His reverie was interrupted by the ringing of the phone in the sitting room and he got up to answer the call. It was past 11 p.m., so it could only be Marta. She would pick up the phone at any hour of the day or night for the most trivial of excuses. Often just for a chat. She’d been lonely since her girlfriend moved back to the Westman Islands.
‘Were you asleep?’ asked Marta, not sounding in the least concerned.
‘No.’
‘What are you up to?’
‘Nothing. Any developments in the dead pensioner case?’
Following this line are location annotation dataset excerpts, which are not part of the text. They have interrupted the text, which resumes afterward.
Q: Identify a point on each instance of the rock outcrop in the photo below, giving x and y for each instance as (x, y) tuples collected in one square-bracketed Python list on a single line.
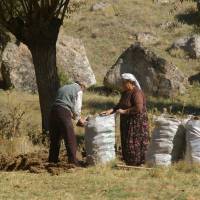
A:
[(156, 75), (189, 44), (18, 69)]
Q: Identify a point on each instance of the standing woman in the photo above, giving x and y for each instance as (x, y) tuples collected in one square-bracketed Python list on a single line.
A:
[(133, 121)]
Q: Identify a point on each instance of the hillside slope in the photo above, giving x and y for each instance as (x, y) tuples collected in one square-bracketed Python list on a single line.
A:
[(107, 34)]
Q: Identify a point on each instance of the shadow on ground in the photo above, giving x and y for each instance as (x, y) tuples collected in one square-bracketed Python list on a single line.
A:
[(191, 17), (175, 108)]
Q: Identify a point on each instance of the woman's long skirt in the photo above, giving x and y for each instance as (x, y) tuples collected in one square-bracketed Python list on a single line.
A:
[(134, 138)]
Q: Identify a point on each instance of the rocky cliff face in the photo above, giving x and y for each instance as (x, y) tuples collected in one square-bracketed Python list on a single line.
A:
[(156, 75), (17, 69)]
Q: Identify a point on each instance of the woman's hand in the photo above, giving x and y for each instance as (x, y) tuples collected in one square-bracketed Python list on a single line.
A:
[(81, 122), (107, 112), (121, 111)]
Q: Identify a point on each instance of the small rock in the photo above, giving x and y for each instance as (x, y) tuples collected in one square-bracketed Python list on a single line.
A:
[(190, 44), (147, 38), (99, 6), (106, 8), (168, 25)]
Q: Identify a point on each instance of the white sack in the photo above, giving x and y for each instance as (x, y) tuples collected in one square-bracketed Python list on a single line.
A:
[(100, 139), (193, 141), (161, 146)]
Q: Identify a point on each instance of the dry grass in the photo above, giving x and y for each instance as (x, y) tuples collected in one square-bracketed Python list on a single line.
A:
[(180, 182), (113, 34)]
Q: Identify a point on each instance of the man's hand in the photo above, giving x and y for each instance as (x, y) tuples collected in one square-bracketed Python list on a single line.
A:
[(81, 122), (107, 112)]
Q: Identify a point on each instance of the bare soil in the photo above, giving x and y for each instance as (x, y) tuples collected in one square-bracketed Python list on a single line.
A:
[(35, 163)]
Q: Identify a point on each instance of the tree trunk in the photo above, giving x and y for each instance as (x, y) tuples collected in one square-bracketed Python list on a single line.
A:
[(44, 59)]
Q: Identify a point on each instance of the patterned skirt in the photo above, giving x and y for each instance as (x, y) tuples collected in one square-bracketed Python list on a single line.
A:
[(134, 138)]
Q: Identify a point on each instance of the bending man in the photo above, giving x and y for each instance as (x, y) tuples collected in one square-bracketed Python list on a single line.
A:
[(67, 106)]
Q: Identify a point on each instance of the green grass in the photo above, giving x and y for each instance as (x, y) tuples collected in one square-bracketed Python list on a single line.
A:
[(104, 183), (113, 35), (116, 33)]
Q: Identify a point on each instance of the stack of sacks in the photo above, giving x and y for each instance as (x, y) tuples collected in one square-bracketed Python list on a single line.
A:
[(193, 141), (160, 150), (100, 139)]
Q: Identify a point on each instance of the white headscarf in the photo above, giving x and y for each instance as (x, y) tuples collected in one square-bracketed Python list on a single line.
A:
[(131, 77)]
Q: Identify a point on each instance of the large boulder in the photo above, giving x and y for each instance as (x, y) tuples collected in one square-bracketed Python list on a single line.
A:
[(72, 60), (189, 44), (4, 38), (156, 75), (18, 69)]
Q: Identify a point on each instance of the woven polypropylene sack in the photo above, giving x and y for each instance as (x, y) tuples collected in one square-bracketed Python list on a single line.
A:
[(161, 146), (193, 141), (100, 139)]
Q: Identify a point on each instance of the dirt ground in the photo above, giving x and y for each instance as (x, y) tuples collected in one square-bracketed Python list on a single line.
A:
[(35, 163)]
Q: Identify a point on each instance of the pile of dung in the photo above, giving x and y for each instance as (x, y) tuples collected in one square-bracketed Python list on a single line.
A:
[(35, 163)]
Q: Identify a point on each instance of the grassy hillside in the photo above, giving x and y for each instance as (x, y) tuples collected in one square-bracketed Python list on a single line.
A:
[(104, 183), (106, 35)]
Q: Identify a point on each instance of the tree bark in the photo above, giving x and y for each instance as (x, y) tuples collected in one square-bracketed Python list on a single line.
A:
[(44, 59)]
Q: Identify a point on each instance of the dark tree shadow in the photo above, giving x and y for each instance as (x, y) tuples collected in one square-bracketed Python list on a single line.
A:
[(191, 17), (102, 90)]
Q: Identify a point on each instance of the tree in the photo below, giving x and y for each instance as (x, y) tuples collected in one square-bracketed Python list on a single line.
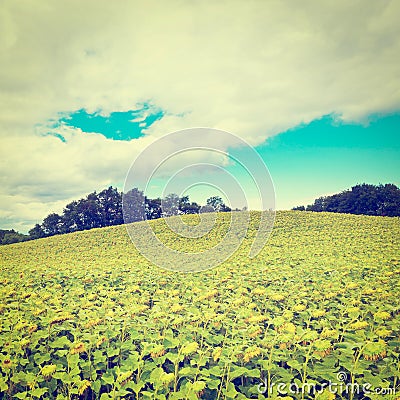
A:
[(53, 224), (170, 205), (217, 204), (153, 208), (36, 232), (361, 199), (134, 206)]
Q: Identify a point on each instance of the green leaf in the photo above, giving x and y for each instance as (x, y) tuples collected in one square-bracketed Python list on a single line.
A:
[(60, 343), (108, 378), (21, 395), (38, 392)]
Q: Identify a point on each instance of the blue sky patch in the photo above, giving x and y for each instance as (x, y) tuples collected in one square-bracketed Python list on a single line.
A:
[(126, 125)]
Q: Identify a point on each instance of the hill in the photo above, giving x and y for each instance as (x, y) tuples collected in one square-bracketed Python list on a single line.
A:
[(85, 314)]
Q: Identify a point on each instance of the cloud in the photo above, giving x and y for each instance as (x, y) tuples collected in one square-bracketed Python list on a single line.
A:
[(254, 68)]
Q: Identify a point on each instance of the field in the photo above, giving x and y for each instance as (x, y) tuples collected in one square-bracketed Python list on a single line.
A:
[(85, 316)]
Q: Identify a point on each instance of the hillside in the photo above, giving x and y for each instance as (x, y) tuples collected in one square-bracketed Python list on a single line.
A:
[(321, 297)]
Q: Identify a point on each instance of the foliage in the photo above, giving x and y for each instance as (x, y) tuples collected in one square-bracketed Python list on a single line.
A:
[(103, 209), (8, 236), (361, 199), (85, 316)]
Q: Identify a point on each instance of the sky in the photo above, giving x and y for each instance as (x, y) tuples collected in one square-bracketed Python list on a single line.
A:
[(85, 87)]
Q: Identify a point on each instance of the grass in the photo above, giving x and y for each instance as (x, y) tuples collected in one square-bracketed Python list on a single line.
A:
[(85, 315)]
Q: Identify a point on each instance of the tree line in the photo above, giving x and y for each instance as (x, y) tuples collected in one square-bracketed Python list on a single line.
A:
[(105, 208), (383, 200)]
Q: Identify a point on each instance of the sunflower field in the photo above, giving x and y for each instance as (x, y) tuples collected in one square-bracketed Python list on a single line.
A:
[(85, 316)]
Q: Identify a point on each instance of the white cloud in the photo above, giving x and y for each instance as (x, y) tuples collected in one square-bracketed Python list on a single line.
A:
[(254, 68)]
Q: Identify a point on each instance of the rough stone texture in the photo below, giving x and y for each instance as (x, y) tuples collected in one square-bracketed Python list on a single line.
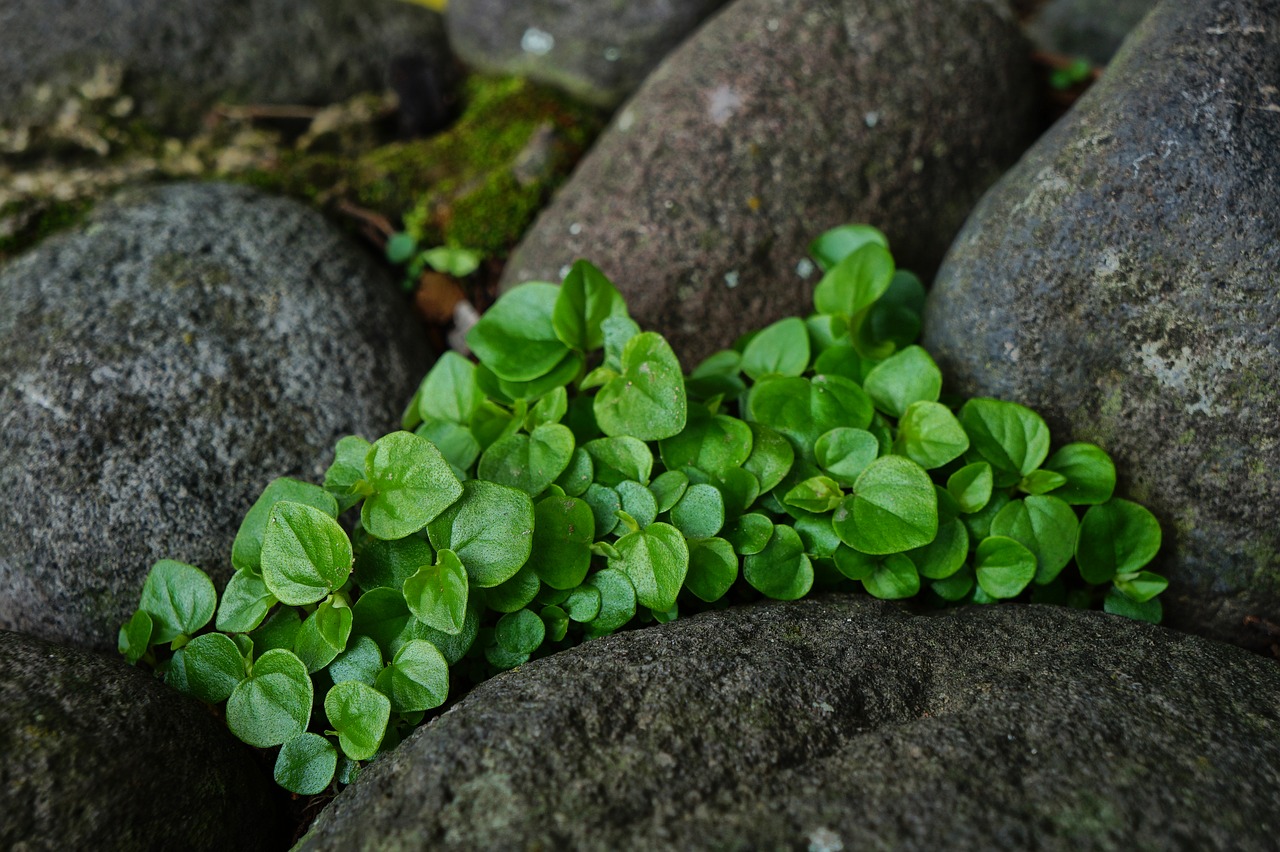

‘We’ve finished searching his flat.’
‘And?’
‘We didn’t find much. He lived alone and we still haven’t established whether he had any living relatives. There were no family photos on the walls, no albums. Though he did keep a photo of a young man in a drawer by his bed. He had a few books, but apart from that hardly any personal possessions. The only items of interest were some old newspaper cuttings he must have hung on to for years.’
‘Oh?’
‘Yes. Not that there’s much to be gained from them. I don’t remember ever hearing about the case.’
‘The case?’
‘The one in the cuttings. There are three of them, probably from the same paper, but they’re not dated or anything. There’s no indication that the case was ever solved or taken over by the Americans. The last article says the investigation’s ongoing but the police are reporting little progress.’
‘What are you talking about? The Americans?’
‘I’m talking about a murder inquiry,’ said Marta. ‘During the Second World War. A girl found strangled behind the National Theatre in 1944. Wasn’t that the year you were born?’
‘Yes.’
‘The case seems to have sunk without trace. I can’t find any record of it in the police files. We had to track it down in the newspaper archives.’